Preparation time: 10 minutes

Ingredients

  • SERVES 4
  • 6 spring onions
  • 2 Tbsp sunflower oil
  • 300 g/10oz bag small broccoli florets
  • half a 250g packet of thick egg noodles
  • 450 g/1lb lean pork stir-fry
  • 100 g/4oz shiitake or chestnut mushrooms
  • 180g jar Cantonese sweet and spicy stir-fry sauce (see tip**)
  • 300g bag beansprouts
  • handful roasted salted cashew nuts

Preparation

Step 1

1. Over a high heat, bring a pan of water to the boil (for the noodles). Chop the onions into chunky lengths.

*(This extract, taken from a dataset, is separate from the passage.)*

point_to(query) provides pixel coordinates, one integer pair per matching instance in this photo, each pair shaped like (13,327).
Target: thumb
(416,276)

Heat the oil in a wok, tip in the broccoli and stir fry for 2 minutes until it starts to soften.
2. Tip the noodles into the boiling water and boil for 4 minutes until softened. Meanwhile, add the pork strips to the wok and fry until the meat changes colour. Add the onions and mushrooms and cook for a minute or so until the mushrooms start to soften.
3. Stir in the sauce until everything is well coated. Drain the noodles and toss into the wok with the beansprouts and cashews. Heat until the beansprouts start to soften slightly then serve.

**It’s best to go for a brand of spicy stir fry sauce with lots of flavor: we like Lee Kum Kee and Blue Dragon.